Tuesday 1 December 2009

Stuff Feminism

I have come to the conclusion that actually I am a pretty rubbish feminist. When I want to be, I can get on the highest of horses and expound the arguments with the best of them, however at heart, I realise that actually I am a 1950's housewife manquée.

I was having a chat with Dad while sat in traffic on the way to the Sistine Chapel while him and Mum were over (totally irrelevant, sorry) and we were commenting on the differences in the options that are open to me as opposed to when they were younger. It seemed actually rather lovely in their era - the done thing was to get a bit of a schooling but really this was just biding time until the main event: They left home, got married, had children. If you were a man, you got a job. If you were a woman, you had and then looked after the children. And practically, that was it for the next twenty years, at which point you cashed in your British Telecom shares, made a fortune when the Building Societies privatised, sold your house for an obscene profit and had a great time while you were still young enough to enjoy it.

The point was that it sounded lovely. All their friends were doing the same thing, the kids were all around the same age so could play and grow up together and there was no restless quest for something better because that was your life. I am sure that there are plenty of my friends and peers who would run vomiting and screaming from the room to hear me say this - but I envy that life. I have heard Russians and Romanians lamenting the loss of the State-controlled lives they had - there were no options, and life was so much more certain. Not that I am comparing the pre-feminist woman's lot with Communist Russia, we weren't sent sent to gulags if we didn't fancy popping out a couple of sprogs and knocking up a stew every now and again for supper. Hopefully you get the point I'm making, however.

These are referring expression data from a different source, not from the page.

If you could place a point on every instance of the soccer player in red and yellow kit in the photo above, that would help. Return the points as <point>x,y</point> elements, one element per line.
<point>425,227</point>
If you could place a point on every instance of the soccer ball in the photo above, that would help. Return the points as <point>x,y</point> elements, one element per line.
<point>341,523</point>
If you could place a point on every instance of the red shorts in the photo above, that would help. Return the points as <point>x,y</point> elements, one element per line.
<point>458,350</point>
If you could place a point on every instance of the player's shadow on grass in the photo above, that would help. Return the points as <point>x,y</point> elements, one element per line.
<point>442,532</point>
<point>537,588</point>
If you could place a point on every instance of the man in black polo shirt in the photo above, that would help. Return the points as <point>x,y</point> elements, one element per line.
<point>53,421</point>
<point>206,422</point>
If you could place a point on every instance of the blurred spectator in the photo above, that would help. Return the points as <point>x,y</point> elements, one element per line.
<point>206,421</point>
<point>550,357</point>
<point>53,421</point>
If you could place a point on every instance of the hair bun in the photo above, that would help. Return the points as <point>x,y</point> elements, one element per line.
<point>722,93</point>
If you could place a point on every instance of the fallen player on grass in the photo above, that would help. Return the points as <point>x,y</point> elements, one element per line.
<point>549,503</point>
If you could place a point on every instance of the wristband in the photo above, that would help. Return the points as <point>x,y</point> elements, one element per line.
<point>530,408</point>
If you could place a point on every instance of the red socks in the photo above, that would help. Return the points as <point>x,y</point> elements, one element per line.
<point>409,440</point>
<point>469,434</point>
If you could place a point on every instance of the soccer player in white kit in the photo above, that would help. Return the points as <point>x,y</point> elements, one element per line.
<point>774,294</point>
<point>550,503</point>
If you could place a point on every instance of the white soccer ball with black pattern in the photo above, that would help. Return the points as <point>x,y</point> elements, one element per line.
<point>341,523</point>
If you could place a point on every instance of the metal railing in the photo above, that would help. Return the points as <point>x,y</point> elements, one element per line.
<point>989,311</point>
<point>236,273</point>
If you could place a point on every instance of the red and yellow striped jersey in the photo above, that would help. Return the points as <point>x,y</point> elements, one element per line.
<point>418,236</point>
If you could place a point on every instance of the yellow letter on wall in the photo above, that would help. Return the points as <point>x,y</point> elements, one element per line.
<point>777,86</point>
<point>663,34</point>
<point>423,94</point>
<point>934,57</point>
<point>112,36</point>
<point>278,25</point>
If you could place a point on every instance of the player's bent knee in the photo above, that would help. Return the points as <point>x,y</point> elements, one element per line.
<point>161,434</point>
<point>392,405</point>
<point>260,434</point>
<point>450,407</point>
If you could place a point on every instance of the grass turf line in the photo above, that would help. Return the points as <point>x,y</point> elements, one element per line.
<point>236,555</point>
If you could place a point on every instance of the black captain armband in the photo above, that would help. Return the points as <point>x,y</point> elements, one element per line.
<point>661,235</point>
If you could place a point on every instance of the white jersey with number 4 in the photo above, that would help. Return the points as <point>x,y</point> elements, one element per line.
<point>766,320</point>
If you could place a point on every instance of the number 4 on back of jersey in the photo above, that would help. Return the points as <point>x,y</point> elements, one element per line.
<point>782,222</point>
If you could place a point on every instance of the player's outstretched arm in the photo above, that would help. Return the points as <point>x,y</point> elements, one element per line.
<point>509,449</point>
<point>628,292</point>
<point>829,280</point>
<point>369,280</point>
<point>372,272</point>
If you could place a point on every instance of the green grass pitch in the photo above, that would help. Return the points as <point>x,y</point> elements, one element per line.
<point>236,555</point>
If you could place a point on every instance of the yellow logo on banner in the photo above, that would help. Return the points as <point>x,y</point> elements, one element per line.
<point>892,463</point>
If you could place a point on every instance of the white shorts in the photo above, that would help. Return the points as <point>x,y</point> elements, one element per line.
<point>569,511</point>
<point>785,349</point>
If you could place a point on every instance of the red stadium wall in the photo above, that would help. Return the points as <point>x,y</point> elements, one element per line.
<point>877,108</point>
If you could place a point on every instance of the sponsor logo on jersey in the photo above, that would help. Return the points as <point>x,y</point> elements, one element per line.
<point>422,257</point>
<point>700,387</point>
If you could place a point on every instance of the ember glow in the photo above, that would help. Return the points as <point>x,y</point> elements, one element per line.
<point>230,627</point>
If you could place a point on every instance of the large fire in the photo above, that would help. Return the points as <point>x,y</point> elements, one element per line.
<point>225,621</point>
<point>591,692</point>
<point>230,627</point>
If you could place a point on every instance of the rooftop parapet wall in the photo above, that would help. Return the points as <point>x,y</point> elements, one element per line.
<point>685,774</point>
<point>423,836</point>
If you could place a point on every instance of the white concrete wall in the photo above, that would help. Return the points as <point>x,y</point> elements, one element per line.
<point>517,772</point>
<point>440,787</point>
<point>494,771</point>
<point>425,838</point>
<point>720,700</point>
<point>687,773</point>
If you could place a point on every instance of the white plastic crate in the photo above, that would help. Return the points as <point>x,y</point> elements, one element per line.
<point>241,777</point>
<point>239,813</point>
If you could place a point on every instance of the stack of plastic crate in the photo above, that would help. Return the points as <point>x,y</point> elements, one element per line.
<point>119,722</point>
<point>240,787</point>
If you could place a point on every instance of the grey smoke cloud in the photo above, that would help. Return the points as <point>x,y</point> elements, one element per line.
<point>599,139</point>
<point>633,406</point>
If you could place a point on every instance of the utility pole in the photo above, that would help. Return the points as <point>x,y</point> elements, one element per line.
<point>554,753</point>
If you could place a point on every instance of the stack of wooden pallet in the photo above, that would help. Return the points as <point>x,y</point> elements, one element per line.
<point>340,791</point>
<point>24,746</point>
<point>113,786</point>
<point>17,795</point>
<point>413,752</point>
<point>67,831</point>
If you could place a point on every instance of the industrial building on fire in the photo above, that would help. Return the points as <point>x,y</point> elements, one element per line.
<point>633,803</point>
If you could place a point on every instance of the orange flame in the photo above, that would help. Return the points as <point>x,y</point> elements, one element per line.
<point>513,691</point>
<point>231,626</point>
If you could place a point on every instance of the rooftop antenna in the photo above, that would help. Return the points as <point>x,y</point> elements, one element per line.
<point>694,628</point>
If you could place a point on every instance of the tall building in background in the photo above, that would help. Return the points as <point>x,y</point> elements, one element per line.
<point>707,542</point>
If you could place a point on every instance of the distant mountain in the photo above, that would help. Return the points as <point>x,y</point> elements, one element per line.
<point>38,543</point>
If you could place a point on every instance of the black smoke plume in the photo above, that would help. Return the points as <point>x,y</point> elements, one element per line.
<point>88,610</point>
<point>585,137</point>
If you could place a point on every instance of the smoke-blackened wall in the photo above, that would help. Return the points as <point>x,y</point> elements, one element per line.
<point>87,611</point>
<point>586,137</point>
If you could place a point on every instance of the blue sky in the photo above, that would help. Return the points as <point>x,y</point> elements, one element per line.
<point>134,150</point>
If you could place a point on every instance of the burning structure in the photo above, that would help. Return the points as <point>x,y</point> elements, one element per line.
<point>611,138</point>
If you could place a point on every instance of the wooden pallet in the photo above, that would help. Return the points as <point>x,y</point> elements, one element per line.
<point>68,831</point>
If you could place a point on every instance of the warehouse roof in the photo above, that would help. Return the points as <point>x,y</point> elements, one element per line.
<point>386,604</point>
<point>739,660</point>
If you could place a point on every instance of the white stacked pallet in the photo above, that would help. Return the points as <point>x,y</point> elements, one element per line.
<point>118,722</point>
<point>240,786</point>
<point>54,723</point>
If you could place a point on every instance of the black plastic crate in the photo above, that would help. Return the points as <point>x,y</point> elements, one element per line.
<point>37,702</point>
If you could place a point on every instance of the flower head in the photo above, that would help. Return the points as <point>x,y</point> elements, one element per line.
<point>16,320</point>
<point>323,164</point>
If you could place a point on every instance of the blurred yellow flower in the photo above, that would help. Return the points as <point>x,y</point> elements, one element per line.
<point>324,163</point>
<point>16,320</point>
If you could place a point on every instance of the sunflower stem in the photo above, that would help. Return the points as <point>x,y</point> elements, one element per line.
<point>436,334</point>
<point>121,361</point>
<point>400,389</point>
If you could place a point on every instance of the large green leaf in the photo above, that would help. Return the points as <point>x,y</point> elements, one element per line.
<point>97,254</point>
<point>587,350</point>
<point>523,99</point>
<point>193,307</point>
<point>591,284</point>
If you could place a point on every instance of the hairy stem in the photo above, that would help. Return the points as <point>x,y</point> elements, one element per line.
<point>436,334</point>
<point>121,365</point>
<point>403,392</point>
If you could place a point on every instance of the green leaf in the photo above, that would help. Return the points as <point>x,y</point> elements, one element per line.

Now we have so many options and possibilities that the fact that you haven't done anything spectacular or worthy by the age of 40 is just another reason to beat yourself up. With expectations come responsibility and I am not sure my feminist sisters in the '70's actually realised that for someone like me, taking away some options is not really a bad thing. In fact, it is positively beneficial and doesn't leave me feeling like a total failure for not living up to their hopes and dreams. Is it just me? It would suit me to go back to 1950, I have never really achieved anything noteworthy other than bum around having a good time and I think I would suit a pinny. I have seen lots of the world, which I do believe is a good thing, and would not have been thinkable in my parents' day. However, I would have had my children young and have my middle-youth to enjoy my sightseeing, with the added bonus of all the lovely windfall cash in my pocket.


It's a conundrum that has come into focus as part of my Passing Forty Epiphany, and one I am now really too old to do anything about. I can still get the pinny, though. Cath Kidston here I come.